Racist spam attack hits Germany

Spam emails with racist messages flooded computers in Germany on Thursday

German residents have been targeted by a flood of racist emails.

The emails, sent by computers infected with the Sober.G virus, contained racist messages and links to right-wing Web sites, according to German press reports.

Sober.G is a mass-mailing worm that sends itself to email addresses harvested from each infected computer. First detected in May this year it has been most active in the UK, Germany and the Netherlands, according to MessageLabs.

The email deluge started just after 2 a.m. on Thursday morning in Germany. The majority of emails came from a computer at the University of Rostock and have been traced to the IP address of one student, although there is no indication so far that any employee or student of Rostock University was involved.

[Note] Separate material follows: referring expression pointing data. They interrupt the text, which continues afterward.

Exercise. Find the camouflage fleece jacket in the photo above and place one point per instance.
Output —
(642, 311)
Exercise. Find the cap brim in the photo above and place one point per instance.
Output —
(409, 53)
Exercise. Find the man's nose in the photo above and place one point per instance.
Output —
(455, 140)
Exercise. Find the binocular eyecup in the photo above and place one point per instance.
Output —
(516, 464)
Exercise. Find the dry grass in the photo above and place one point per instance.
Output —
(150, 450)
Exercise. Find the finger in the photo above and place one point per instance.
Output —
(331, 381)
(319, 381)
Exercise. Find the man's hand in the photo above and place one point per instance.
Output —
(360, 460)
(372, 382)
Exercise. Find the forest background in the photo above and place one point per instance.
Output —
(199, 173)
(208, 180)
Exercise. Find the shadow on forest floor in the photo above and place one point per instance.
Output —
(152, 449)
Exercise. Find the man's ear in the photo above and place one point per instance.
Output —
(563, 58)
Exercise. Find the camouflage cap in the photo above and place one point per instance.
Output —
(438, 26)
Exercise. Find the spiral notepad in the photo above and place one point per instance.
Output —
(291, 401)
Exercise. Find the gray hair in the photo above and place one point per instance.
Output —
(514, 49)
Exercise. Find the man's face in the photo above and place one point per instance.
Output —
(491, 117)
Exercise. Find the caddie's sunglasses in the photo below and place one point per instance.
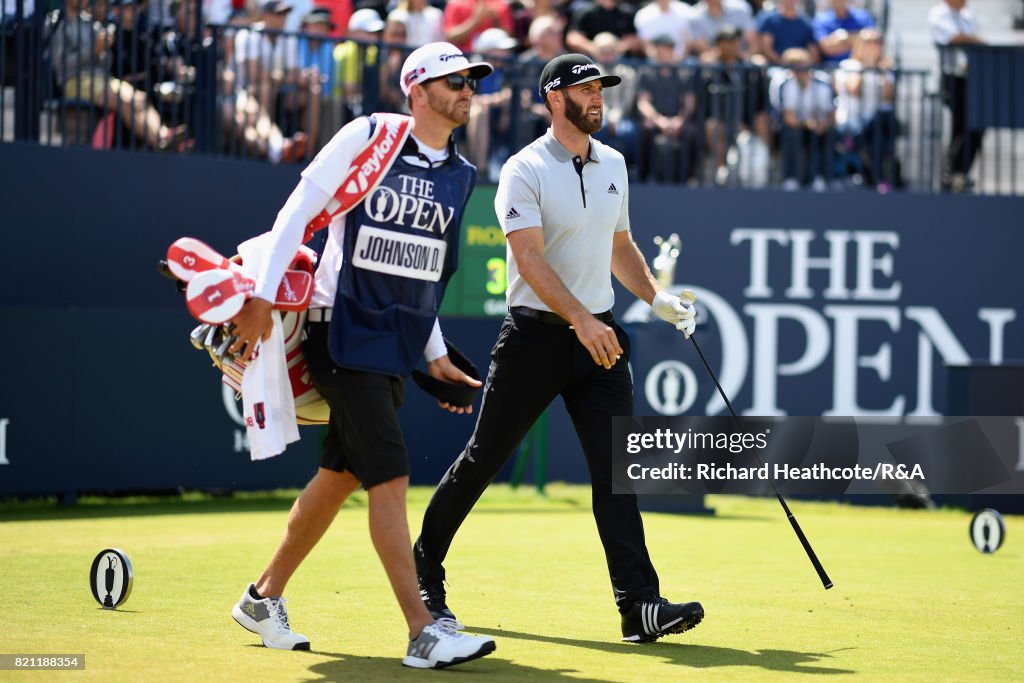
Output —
(457, 82)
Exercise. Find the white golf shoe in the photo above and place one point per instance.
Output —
(268, 619)
(439, 645)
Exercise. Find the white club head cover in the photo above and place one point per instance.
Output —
(186, 257)
(217, 296)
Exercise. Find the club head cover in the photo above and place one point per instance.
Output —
(457, 394)
(217, 296)
(187, 257)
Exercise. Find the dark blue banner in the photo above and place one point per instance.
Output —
(846, 304)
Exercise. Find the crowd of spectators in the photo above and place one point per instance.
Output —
(713, 91)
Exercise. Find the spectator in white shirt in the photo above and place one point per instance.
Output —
(808, 114)
(663, 17)
(710, 16)
(951, 25)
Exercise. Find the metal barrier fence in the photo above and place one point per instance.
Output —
(246, 92)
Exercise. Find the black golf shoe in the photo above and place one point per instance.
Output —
(647, 621)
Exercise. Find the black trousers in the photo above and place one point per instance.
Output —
(531, 363)
(965, 142)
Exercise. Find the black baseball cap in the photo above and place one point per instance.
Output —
(573, 69)
(460, 395)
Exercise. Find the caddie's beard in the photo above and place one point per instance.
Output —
(578, 118)
(449, 107)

This is thought to be the first time that right-wing extremists have used wide-scale spamming to reach their audience. The emails included stories about the alleged criminality of foreigners and their abuse of the German health and social welfare system, which has led to suggestions that the European elections may have been the trigger for the spam attack.

The German police are currently investigating the attack. According to the German news site Heise Online, a message from the worm author was found in a text file created by the Sober.G virus. This message was signed off by 'Odin' - a god of Nordic mythology. Right-wing groups in Germany have been known to refer to Nordic mythology in the past.